For too many years some Christians leaders and preachers have tended to elevate their ministry to such a staggering degree that they become more important than the living God whom they claim to follow. I have seen churches that have no images of Christ displayed in the sanctuary, no cross to remember the great act of the incarnate God, and nothing else that would lead anyone to know that the gathered people were Christians. I remember visiting a church when I lived in Harrisonburg, Virginia that looked like a music venue and by the time the service was over I realized that the triune God was not mentioned even once. It seemed that doing church, for them, was more about living a good life based on the standards imposed by the leaders rather than a profound commitment to discover the living God and follow Christ.

Grunewald's Crucifixion

Grunewald’s Crucifixion

When the great theologian Karl Barth was a pastor in Basel, Switzerland he discovered Matthias Grunewald’s depiction of the crucifixion and kept a copy of it on his desk throughout his ministry, from his days as a young pastor until his death. Barth believed the work of art was a worthy metaphor for Christians; John the Baptist stands off to the side holding an open bible while pointing away from himself to Christ on the cross. Christians, at their best, are called to be like John and point away from themselves to the incredible Christ who is the only one worthy of our imitation. We point toward Christ through our words and actions, while also remembering the distance between us and Christ; we will never live exactly like him, but we nevertheless strive to imitate him in our living.

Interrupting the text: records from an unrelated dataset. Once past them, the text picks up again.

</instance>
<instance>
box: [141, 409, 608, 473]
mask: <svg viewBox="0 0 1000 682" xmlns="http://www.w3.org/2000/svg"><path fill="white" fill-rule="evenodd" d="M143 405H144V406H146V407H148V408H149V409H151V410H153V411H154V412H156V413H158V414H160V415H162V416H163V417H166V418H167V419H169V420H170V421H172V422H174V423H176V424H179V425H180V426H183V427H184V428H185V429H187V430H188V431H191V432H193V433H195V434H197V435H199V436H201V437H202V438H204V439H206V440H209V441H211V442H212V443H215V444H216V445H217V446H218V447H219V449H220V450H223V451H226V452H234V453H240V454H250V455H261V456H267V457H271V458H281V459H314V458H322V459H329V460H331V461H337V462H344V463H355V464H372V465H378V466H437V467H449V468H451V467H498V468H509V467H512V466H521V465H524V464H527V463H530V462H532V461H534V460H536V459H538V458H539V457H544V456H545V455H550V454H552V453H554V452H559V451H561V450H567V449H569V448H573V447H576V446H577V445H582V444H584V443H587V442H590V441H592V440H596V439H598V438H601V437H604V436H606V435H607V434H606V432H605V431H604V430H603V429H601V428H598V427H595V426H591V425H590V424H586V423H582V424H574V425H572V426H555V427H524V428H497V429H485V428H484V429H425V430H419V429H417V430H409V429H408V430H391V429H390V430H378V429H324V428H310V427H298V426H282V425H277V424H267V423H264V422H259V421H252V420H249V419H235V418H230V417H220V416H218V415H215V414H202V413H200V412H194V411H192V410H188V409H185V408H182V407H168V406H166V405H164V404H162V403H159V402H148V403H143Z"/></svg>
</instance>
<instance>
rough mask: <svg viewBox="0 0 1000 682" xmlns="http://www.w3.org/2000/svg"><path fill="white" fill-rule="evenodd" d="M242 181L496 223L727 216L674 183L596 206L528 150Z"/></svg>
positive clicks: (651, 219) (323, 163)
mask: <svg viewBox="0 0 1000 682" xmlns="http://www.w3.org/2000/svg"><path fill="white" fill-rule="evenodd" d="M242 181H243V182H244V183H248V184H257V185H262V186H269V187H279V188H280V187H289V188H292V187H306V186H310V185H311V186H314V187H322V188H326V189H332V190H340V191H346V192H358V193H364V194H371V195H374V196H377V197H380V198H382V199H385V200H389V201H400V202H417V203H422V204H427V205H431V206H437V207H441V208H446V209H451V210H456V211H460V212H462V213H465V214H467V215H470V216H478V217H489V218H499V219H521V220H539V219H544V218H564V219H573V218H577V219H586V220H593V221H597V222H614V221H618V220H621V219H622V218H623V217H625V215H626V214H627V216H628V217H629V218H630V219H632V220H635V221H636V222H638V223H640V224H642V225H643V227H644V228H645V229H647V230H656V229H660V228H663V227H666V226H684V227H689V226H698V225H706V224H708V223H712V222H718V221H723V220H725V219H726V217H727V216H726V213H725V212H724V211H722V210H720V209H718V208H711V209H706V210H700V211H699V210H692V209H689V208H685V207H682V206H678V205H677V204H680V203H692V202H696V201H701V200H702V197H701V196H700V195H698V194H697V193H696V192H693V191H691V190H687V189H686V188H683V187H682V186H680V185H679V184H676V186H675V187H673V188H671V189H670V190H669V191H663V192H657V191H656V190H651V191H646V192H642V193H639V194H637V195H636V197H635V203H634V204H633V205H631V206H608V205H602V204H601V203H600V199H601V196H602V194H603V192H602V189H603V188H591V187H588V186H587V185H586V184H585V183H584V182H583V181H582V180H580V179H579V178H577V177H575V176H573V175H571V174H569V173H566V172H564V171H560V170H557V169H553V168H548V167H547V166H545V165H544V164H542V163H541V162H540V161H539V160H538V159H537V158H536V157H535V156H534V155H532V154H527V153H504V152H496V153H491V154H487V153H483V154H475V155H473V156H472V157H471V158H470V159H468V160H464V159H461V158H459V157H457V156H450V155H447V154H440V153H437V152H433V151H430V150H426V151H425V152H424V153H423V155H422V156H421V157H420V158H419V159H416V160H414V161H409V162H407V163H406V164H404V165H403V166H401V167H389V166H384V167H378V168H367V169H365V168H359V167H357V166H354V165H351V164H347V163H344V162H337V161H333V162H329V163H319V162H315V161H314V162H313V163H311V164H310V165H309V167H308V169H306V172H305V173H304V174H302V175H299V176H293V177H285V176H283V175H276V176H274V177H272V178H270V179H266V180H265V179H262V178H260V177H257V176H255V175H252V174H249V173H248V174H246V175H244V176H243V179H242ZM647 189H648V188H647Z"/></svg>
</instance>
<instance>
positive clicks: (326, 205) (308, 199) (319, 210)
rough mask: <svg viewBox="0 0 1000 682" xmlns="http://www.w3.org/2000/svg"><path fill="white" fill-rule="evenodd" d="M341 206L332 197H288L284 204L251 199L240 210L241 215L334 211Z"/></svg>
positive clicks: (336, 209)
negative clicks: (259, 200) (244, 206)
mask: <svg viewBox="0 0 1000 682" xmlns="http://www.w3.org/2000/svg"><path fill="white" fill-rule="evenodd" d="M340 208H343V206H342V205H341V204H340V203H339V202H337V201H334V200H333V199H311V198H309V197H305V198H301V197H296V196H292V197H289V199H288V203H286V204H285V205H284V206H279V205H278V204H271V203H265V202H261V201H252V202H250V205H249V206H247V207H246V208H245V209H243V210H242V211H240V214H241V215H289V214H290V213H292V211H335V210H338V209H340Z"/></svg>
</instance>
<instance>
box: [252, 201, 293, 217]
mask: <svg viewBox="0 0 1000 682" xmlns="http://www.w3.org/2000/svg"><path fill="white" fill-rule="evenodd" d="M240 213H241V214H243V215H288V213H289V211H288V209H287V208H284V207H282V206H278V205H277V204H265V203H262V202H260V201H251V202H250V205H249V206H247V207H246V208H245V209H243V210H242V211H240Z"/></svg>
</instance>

When I learned about Barth’s affection for the Grunewald piece, I made sure to find a copy for my office. It is the first thing I see when someone enters my office, and the last thing I see before heading to the sanctuary for worship. It hangs at eye sight right next to the door as a constant reminder about my responsibility to point toward Christ and not myself.

How do you imitate the Lord in your daily life? Where in your life can you point to Christ so that others can come to know the love of God?